Putları kıran İbrahim, Firavuna baş kaldıran Musa vs. tüm peygamberler içinde yaşadıkları topluma sadece din anlatıp; sosyal, siyasal, ekonomik ve kültürel alanda yaşananlara seyirci mi kaldılar? Bir Müslüman olarak görevim, Allah`ın mülkünde Allah`ın hükümlerini hükümran kılma mücadelesini vermektir… Hayatın her alanında etkin olmaya çalışmaktır…
Tevhid, Allah’ı hayatın dışında tutanlara; sosyal, siyasal, ekonomik ve kültürel alanların her birinde Allah tek söz sahibi olduğunu haykırmak değil midir? Din siyasetin de üstünde belirleyici bir konuma sahip iken nasıl olur da din anlatmayı görev edinen ben ya da biz siyasetten uzağız diyebiliriz…
Siyasiler benim, çocuklarımın ve tüm sevdiklerimin hayatını etkileyecek kararlar alıyorlarken nasıl olur da ben köşeme çekilirim… Bunu benden istemeyin bu tevhide terstir, günahtır, zillete mahkûmiyettir… “Din adamı, siyasete girmez, siyaset konuşmaz” sözü laik zihinlerin sözüdür ve biz Müslümanlar için değil Hristiyanlar, rahipler için geçerlidir… Din, hayatın Allah`a göre yaşanması ise siyaset kaçınılmazıdır…

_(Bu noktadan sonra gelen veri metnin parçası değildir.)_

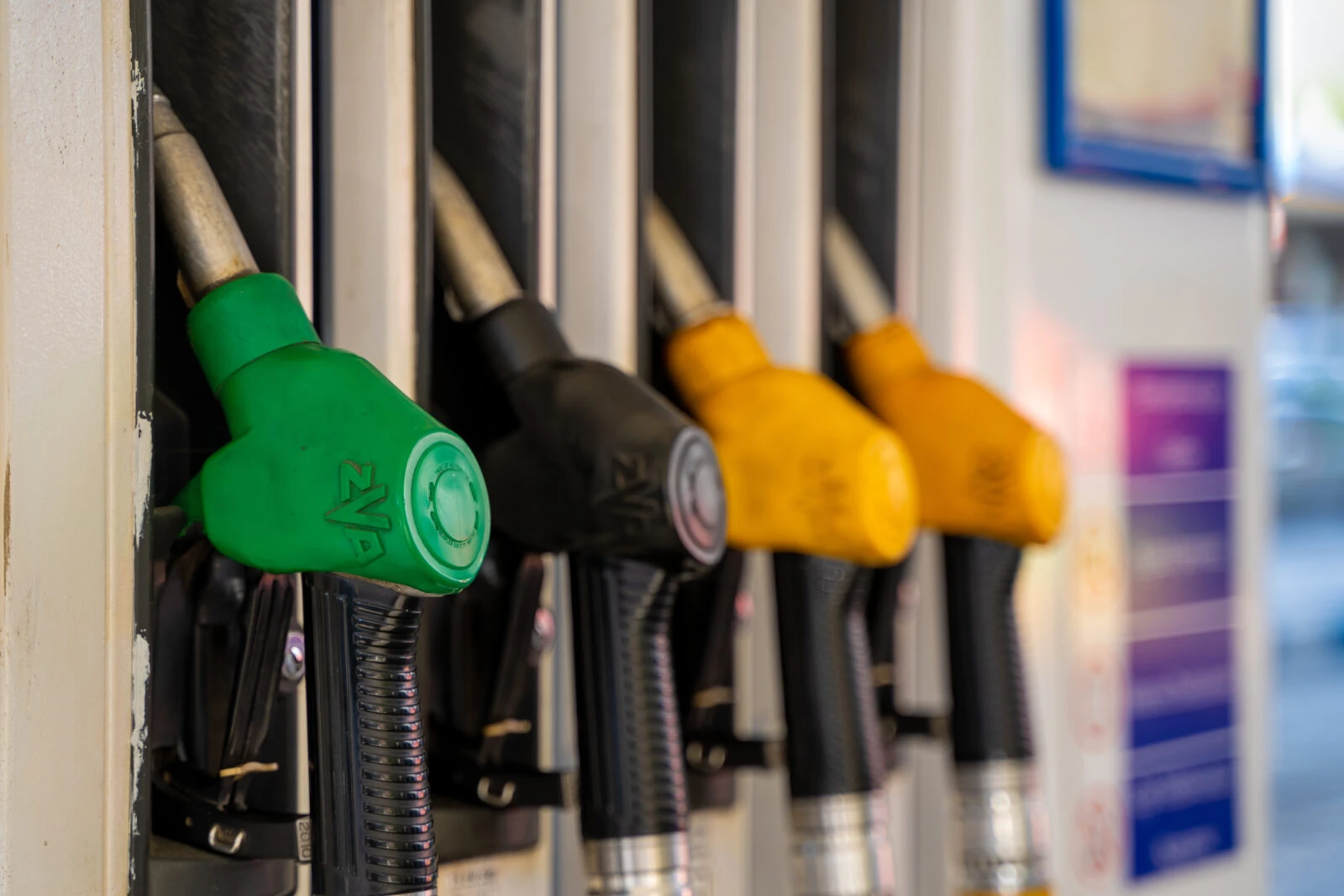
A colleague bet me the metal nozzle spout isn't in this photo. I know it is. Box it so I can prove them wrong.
[643,196,731,331]
[824,212,892,333]
[430,153,522,320]
[153,86,257,301]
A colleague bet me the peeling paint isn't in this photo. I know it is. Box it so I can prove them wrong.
[130,631,150,849]
[132,411,155,547]
[0,451,13,592]
[130,56,150,139]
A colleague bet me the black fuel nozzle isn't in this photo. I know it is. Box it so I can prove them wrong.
[432,159,726,893]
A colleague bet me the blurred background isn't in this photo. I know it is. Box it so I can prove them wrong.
[1261,0,1344,896]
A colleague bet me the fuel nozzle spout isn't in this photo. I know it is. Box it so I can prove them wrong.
[825,215,1066,896]
[153,85,257,301]
[155,89,491,896]
[645,196,916,896]
[433,159,726,896]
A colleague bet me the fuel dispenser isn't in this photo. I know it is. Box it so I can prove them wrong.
[645,200,916,896]
[432,157,724,894]
[155,90,491,896]
[825,215,1066,894]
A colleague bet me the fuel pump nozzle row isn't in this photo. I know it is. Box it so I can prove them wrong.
[432,156,724,896]
[645,200,916,896]
[155,89,491,896]
[825,215,1066,894]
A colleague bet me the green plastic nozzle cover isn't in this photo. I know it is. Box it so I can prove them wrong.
[177,274,491,594]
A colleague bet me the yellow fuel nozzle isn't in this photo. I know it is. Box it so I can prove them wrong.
[647,199,918,565]
[825,215,1067,545]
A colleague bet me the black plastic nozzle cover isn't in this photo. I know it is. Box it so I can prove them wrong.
[942,535,1032,763]
[448,298,724,840]
[774,553,885,799]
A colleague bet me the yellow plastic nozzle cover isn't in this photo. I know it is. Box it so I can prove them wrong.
[845,318,1067,544]
[667,316,918,565]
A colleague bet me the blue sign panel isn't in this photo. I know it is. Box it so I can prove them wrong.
[1125,364,1236,880]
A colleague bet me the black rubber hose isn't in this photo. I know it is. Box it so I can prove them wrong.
[304,574,438,896]
[942,535,1032,763]
[774,553,885,798]
[570,553,690,840]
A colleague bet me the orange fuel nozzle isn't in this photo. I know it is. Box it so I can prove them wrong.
[825,215,1067,545]
[647,200,919,565]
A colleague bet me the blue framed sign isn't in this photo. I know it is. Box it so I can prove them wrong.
[1043,0,1268,192]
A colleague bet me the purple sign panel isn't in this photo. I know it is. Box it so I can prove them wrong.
[1124,364,1236,880]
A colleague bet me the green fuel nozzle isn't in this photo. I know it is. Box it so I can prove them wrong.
[155,92,491,594]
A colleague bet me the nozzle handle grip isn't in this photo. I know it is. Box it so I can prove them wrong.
[304,574,438,896]
[942,535,1032,763]
[570,553,690,841]
[774,553,885,799]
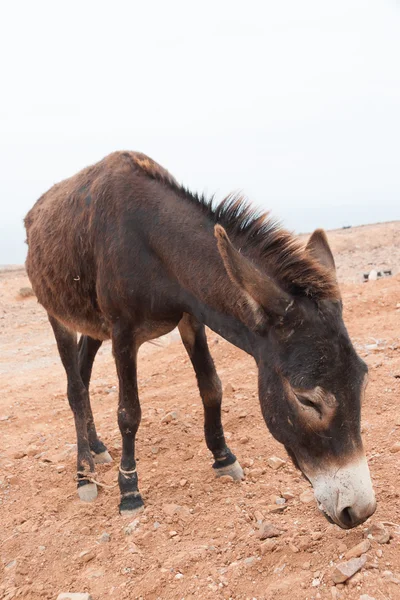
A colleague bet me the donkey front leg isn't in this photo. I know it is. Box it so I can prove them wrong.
[78,335,112,464]
[112,324,144,515]
[49,315,97,502]
[178,314,244,480]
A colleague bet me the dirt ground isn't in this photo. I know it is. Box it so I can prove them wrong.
[0,223,400,600]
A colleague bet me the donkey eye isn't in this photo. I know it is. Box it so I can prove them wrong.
[296,394,322,414]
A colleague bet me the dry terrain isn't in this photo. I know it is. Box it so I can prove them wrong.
[0,223,400,600]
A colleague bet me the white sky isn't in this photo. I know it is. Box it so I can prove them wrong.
[0,0,400,264]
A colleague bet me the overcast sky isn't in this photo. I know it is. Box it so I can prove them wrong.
[0,0,400,264]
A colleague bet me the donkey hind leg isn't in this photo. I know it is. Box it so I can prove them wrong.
[49,315,97,502]
[112,323,144,516]
[78,335,112,464]
[178,314,244,480]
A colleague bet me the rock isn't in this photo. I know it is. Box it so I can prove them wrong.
[299,490,315,504]
[281,490,295,500]
[367,523,390,544]
[260,540,278,554]
[57,592,93,600]
[266,504,287,513]
[257,522,282,540]
[162,504,182,517]
[124,519,140,535]
[161,410,178,423]
[13,450,26,460]
[344,540,371,560]
[78,550,96,562]
[218,475,235,483]
[267,456,286,471]
[332,556,367,583]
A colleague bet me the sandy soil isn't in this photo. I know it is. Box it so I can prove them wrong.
[0,223,400,600]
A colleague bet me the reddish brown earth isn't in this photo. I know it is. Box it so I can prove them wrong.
[0,223,400,600]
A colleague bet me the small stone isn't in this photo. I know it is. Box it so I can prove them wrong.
[281,490,295,500]
[299,490,315,504]
[260,540,278,554]
[367,523,390,544]
[12,450,26,460]
[161,410,178,423]
[267,456,286,471]
[266,504,287,513]
[162,504,182,517]
[57,592,93,600]
[257,522,282,540]
[218,475,234,483]
[344,540,371,560]
[332,556,367,583]
[124,519,140,535]
[78,550,95,563]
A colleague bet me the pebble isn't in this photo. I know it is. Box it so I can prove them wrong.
[218,475,234,483]
[281,490,295,500]
[257,522,282,540]
[299,490,315,504]
[367,523,390,544]
[266,504,287,513]
[260,540,278,554]
[344,540,371,560]
[161,410,178,423]
[12,450,26,460]
[57,592,93,600]
[267,456,286,471]
[124,519,140,535]
[332,556,367,583]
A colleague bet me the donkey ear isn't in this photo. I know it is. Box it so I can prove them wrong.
[306,229,336,273]
[214,225,293,324]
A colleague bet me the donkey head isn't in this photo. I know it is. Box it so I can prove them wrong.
[215,225,376,529]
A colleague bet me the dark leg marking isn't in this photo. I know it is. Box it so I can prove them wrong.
[78,335,112,463]
[112,323,144,515]
[178,314,243,479]
[49,315,97,502]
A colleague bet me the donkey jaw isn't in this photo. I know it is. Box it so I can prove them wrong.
[308,456,376,529]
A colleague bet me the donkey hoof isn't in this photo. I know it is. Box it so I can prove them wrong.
[119,494,144,517]
[93,450,112,465]
[214,460,244,481]
[78,483,97,502]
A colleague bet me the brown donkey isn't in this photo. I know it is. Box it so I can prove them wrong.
[25,152,376,528]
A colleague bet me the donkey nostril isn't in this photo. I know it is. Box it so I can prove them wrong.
[339,506,354,527]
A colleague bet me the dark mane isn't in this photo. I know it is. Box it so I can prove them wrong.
[134,152,339,300]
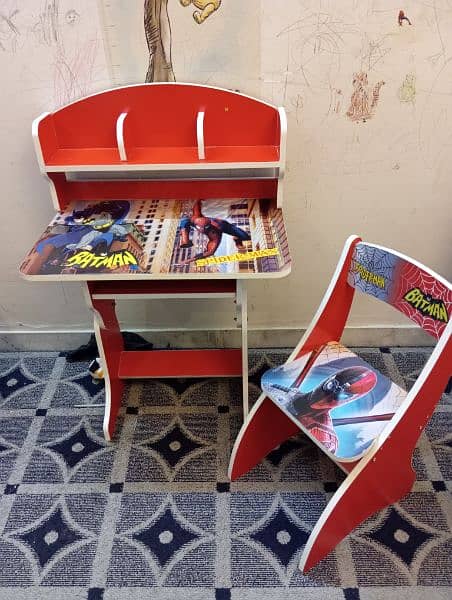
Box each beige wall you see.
[0,0,452,346]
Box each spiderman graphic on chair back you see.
[179,200,251,263]
[269,366,377,454]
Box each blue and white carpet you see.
[0,348,452,600]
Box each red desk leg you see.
[88,285,124,441]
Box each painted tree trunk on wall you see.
[144,0,175,83]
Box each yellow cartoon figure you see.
[179,0,221,25]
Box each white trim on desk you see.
[52,81,278,114]
[45,161,281,173]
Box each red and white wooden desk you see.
[21,83,290,439]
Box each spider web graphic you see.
[348,243,452,338]
[391,261,452,338]
[348,244,399,302]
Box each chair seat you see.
[262,341,406,461]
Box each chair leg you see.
[91,299,124,441]
[299,440,416,573]
[229,394,300,481]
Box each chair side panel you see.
[347,243,452,338]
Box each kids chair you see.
[229,236,452,572]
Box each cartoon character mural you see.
[31,200,130,271]
[144,0,221,83]
[347,71,385,123]
[179,0,221,25]
[179,200,251,264]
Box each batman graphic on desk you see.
[36,200,130,271]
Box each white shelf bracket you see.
[116,113,127,160]
[196,111,206,160]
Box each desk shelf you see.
[45,146,280,173]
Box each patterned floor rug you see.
[0,348,452,600]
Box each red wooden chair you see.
[229,236,452,572]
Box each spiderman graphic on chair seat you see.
[179,200,251,264]
[268,365,377,454]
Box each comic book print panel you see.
[262,342,406,460]
[21,199,290,275]
[348,243,452,338]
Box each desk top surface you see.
[20,198,291,281]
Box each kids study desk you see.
[20,83,291,440]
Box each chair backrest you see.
[347,242,452,339]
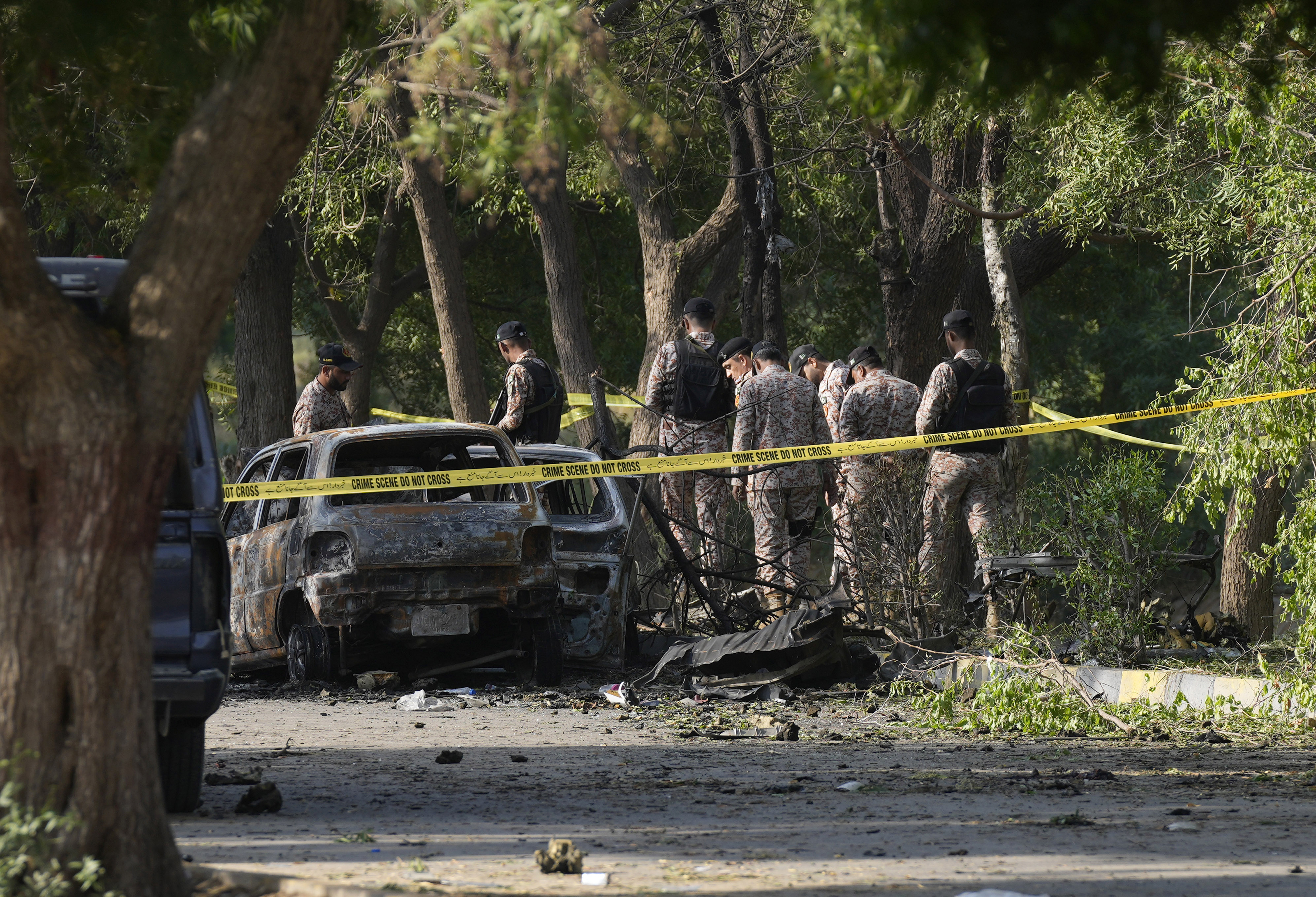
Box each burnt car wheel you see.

Hem bu ülke de yaşayacağım, hem bu ülkede din anlatacağım, hem de siyasetten uzak duracağım, olur mu? Daha önce 28 Şubat sürecinde CHP aleyhinde ki konuşmalarımdan dolayı yargılandım ve adli ve idari ceza aldım… Bana o dönemde din adamı siyaset konuşmaz diyenlere; “Ben CHP’yi siyasi bir hareket değil din düşmanı, insanlık karşıtı bir parti olarak görüyorum, o yüzden muhalifim”diyordum… Bir partiyi icraatları anlatır… AKP’yi de bugün savunuyorsam siyasi bir oluşum olduğu için değil, mevcut laik sisteme rağmen İslam’a hizmet vermeye çalıştığı içindir…
Hem İslam’da “din adamı” diye bir sınıf yoktur… “Din adamı” sınıfı kilise dini olan Hıristiyanlıkta vardır… Biz “din adamı” değil “dinin adamlarıyız”… “Din adamı” olmak, “dinden sorumlu olmak demektir, din işlerinde yetki sahibi olmak” demektir… Hâlbuki İslam’da, dinin sorumluluğu Allah’a aittir ve din işleri konusunda yetki Allah ve resulüne aittir… “Dinin adamı” olmak ise “dine mensubiyeti, dine bağlılığı ve samimiyeti” anlatır… Bunun için “din adamı” değil “dinin adamları” tabirini tercih ederim…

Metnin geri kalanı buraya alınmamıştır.